Coordinate system of the inertial sensor unit is twisted or individual axes of the coordinate systems to apply their positive values in different directions, but when the transformations are more complex.

As for the first expression, the presence of the target coordinate system is also helpful for the second expression.

In step 104, the inertial sensor data is transformed by means of the correction matrix or the transformation matrix.

The application is also variable. For example. it is conceivable that

uncorrected and non-transformed inertial sensor data are as necessary for coupled vehicle processing systems as corrected and transformed inertial sensor data. It is also conceivable that a plurality of transformation matrices depending on coupled, weiterverarbeitendem

Vehicle system present. So after the correction of the inertial sensor data to compensate for installation or temperature tolerances, several

Transformations take place with different transformation matrices.

In step 105, the transformed inertial sensor data is output. The inertial sensor data can be output via a vehicle communication system, such as, for example, a bus system, such as, for example, CAN, Flexray or Ethernet. An output via wireless communication means or channels is also conceivable.

Claims

claims

A method (100) for operating an inertial sensor unit for a vehicle comprising the steps

a. Detecting (101) inertial sensor data, heading data, and / or steering angle data and / or wheel speeds while the vehicle is running;

b. Determining (102) a correction matrix for the inertial sensor data

depending on the detected direction data and / or steering angle data;

c. Determining (103) a transformation matrix for the inertial sensor data for a target coordinate system depending on the heading data and / or steering angle data;

d. Transforming (104) the inertial sensor data by means of

Correction matrix and / or the transformation matrix;

e. Outputting (105) the transformed inertial sensor data.

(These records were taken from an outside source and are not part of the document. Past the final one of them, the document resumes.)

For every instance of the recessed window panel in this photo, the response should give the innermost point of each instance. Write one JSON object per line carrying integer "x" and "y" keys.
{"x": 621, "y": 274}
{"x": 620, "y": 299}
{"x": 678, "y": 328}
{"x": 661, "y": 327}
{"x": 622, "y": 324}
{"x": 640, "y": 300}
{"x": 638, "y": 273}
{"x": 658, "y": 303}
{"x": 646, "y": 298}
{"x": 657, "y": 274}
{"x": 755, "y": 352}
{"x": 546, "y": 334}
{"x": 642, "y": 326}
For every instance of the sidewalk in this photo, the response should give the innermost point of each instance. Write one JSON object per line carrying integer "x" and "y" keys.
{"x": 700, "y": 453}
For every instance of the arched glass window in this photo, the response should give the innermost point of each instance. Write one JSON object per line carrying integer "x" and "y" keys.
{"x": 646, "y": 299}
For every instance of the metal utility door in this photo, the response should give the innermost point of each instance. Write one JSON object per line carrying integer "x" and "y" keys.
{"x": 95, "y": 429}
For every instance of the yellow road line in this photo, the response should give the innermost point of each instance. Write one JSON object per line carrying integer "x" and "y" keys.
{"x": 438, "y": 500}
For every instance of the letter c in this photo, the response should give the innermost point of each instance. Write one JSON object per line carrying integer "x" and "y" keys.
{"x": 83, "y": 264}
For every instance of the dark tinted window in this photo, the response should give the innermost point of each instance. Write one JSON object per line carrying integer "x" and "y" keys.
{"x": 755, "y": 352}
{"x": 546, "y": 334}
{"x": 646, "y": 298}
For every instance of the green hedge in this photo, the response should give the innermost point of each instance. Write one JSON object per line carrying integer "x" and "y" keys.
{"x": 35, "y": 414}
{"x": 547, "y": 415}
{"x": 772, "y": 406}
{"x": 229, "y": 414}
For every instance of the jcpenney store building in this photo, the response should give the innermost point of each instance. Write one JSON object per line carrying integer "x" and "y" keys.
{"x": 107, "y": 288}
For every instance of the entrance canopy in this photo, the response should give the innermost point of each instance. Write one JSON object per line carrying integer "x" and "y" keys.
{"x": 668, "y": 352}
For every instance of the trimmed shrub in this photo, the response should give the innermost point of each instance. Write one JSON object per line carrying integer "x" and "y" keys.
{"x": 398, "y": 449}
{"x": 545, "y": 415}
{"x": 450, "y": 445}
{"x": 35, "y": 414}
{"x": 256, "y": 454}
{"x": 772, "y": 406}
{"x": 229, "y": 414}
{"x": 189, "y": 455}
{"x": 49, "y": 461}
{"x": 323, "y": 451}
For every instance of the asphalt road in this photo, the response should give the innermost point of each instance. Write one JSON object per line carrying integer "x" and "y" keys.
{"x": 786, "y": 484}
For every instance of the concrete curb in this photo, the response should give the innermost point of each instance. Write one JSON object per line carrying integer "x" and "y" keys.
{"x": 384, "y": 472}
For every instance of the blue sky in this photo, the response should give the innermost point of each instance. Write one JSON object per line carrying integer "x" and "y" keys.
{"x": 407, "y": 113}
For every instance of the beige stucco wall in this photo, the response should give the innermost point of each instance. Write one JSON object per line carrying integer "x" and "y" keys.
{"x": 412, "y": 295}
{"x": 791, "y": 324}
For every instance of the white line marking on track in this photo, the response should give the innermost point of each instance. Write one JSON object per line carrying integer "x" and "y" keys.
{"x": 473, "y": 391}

The method (100) of claim 1, wherein the step of determining (102) a correction matrix and / or the step of determining (103) a

Transformation matrix only in a learning phase of the operation of the

Inertialsensoreinheit takes place.

The method (100) of claim 1 or 2, comprising the additional step of combining the correction matrix and the transformation matrix into a correction transformation matrix, in particular wherein the step of

Combined with the termination of the learning phase, wherein in the step of transforming (104) the inertial sensor data is then transformed by means of the combined correction transformation matrix.

The method (100) according to claim 3, wherein the correction transformation matrix is stored in a non-volatile memory of the inertial sensor unit, in particular when terminating the learning phase.

5. The method (100) according to any one of the preceding claims, wherein the

Correction matrix and / or the transformation matrix is stored in a non-volatile memory of the inertial sensor unit, in particular when terminating the learning phase.

6. The method (100) according to any one of the preceding claims with the

additional step of scaling the inertial sensor data using a scaling matrix for the output of the inertial sensor data.

A computer program configured to perform all the steps of the method (100) of any one of the preceding claims.

8. A machine-readable storage medium on which the computer program according to claim 7 is stored.

9. Electronic control unit, which is configured to carry out all the steps of the method (100) according to one of claims 1 to 6.

10. Electronic control unit according to claim 9, comprising at least one nonvolatile memory for storing a correction matrix and / or a transformation matrix and / or a correction transformation matrix.